The eclipse, which corresponds to the time when the Moon plunges into the Earth’s shadow, was visible, partially or totally, in one half of the world (including the hemisphere that is). It could be observed, depending on the weather conditions, from Africa, Europe, Asia and Australia.
The phenomenon full (penumbra included, imperceptible to the naked eye) started at 17: 14 GMT and was completed at 23h28 GMT. The real show started at 18h24 GMT. The most interesting moment of the eclipse, when the Moon was completely within the shadow cone projected by the Earth, took place at 19: 30 GMT and ended at 21h13 GMT. This phase of “totality” lasted 1 hour 43 mins (103 mins), the longest lunar eclipse of the XXIe century.
Kenya to Berlin, passing through Tunisia
“It is so interesting to see at what point the moon is red, as if it was covered with blood,” exclaimed Marion Rotich, the mother of a family trying to observe the phenomenon with his two daughters in Naivasha, in southern Kenya.

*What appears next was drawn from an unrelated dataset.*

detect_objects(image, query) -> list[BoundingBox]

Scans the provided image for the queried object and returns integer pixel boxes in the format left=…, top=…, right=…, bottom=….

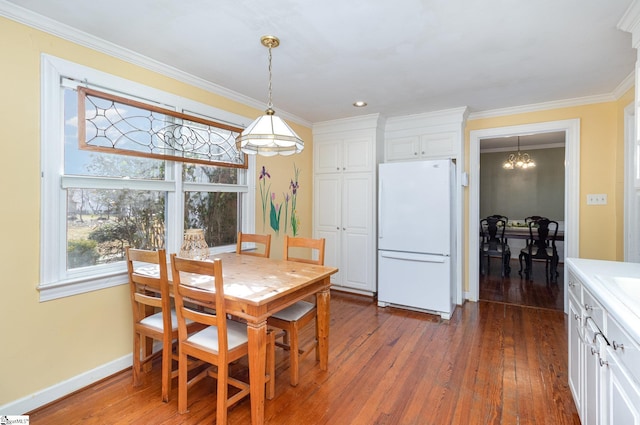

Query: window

Near lake Magadi, an isolated region far from the light pollution of cities, 100 km south-west of Nairobi, a couple, Susan Murabana and Daniel Chu Owen, had set up his telescope so that the inhabitants of the neighbourhood to admire the eclipse.
“We had already done this on the occasion of the solar eclipse in 2016,” said Susan Murabana. Some 300 members of the local community, for most Maasai, were then come to use their telescope. “It is well to give such an opportunity to people like these”.

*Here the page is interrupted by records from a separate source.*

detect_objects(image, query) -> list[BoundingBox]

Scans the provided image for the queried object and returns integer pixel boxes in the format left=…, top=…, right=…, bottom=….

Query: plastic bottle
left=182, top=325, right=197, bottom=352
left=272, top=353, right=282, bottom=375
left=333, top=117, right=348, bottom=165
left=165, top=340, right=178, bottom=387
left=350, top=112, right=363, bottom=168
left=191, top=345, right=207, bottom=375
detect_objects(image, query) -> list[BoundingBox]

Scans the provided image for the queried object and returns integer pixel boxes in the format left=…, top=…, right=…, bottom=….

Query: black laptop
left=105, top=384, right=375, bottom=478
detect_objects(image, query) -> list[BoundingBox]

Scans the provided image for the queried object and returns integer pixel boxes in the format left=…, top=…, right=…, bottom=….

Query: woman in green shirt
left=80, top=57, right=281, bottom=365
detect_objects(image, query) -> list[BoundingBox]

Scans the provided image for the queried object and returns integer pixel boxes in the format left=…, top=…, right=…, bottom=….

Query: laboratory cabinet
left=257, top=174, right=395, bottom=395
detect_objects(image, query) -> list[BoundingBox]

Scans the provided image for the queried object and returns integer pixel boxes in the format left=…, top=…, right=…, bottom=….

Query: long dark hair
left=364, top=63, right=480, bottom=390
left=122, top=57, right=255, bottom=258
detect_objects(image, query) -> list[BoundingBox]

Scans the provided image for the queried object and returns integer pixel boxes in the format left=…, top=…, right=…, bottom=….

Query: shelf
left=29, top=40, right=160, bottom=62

“Until today, I thought that Mars, Jupiter and the other planets were in the imagination of scientists,” said AFP one of the young observers, Purity Sailepo, 16 years old. “But now that I’ve seen this, I can believe it and I want to be an astronomer to tell the other”.
At the same time, in Tunis, more than 2000 people had gathered at the Cité des Sciences in the capital to admire the eclipse. Amazed by the color change of the satellite, men, women and especially children with binoculars waiting for their turn to look at the moon through telescopes. Other ran, laptop in hand.

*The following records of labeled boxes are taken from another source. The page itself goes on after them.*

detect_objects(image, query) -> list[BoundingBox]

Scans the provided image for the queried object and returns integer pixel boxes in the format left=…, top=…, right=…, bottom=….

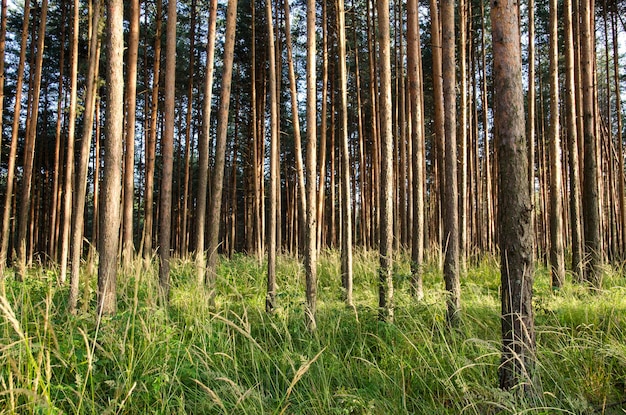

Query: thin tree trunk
left=407, top=0, right=424, bottom=300
left=441, top=0, right=461, bottom=325
left=563, top=0, right=584, bottom=281
left=265, top=1, right=279, bottom=313
left=159, top=0, right=176, bottom=304
left=98, top=0, right=124, bottom=314
left=16, top=0, right=48, bottom=280
left=122, top=0, right=139, bottom=266
left=376, top=0, right=394, bottom=322
left=207, top=0, right=237, bottom=304
left=59, top=0, right=80, bottom=284
left=196, top=0, right=218, bottom=285
left=0, top=0, right=30, bottom=278
left=304, top=0, right=317, bottom=330
left=491, top=0, right=535, bottom=394
left=68, top=0, right=101, bottom=313
left=143, top=0, right=163, bottom=262
left=550, top=0, right=565, bottom=288
left=580, top=0, right=602, bottom=288
left=335, top=0, right=352, bottom=308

“I hope that this eclipse will bring us happiness and peace”, had hoped to Karima, age 46, binoculars in hand.
In Berlin, people gathered on the Drachenberg, a hill which rises a few hundred metres to the west of Berlin. “For people who live today, it is a unique event,” commented Sven Melchert, director of the association of friends of the stars of Heppenheim, west Germany, quoted by the news agency DPA.
Frustration in London
The rains of the monsoon season, the thick clouds have hidden the moon in a great part of India and its neighbours, which would have had to have a stunning view. Same disappointment in a good part of Europe, where thick clouds disrupted the lunar.
To the north of London, on the terrace of Alexandra Palace, hundreds of people have been frustrated by the clouds obscuring any view of the sky. With a dose of very british humour, they are consolées singing “Total eclipse of the heart”, international hit of the local singer Bonnie Tyler, released in 1983.
In a small resort town in the county of Dorset, in the south-west of England), observers were found on the beaches and cliffs, hoping for a clearing in the sky, without success. “It is disappointing,” said Tish Adams, 67 years of age. “I took a few pictures but there was nothing other than a small streak of pink in the sky. It would have been so good to see her”.
Those who have gathered in Rio de Janeiro have had more luck, grabbing the red Moon in the night sky clear with their camera. “I found it very nice, and I liked even more the planet Mars that could be seen just to the side of the moon”, was pleased with Talita Oliveira, 34 years old.
The other star of the night was Mars, which is located just 57.6 million kilometers from Earth. The naked eye can see a bright dot, whereas with a refractor or a telescope, it is possible to observe it in details. It was the second total lunar eclipse of 2018, the first of which took place on 31 January.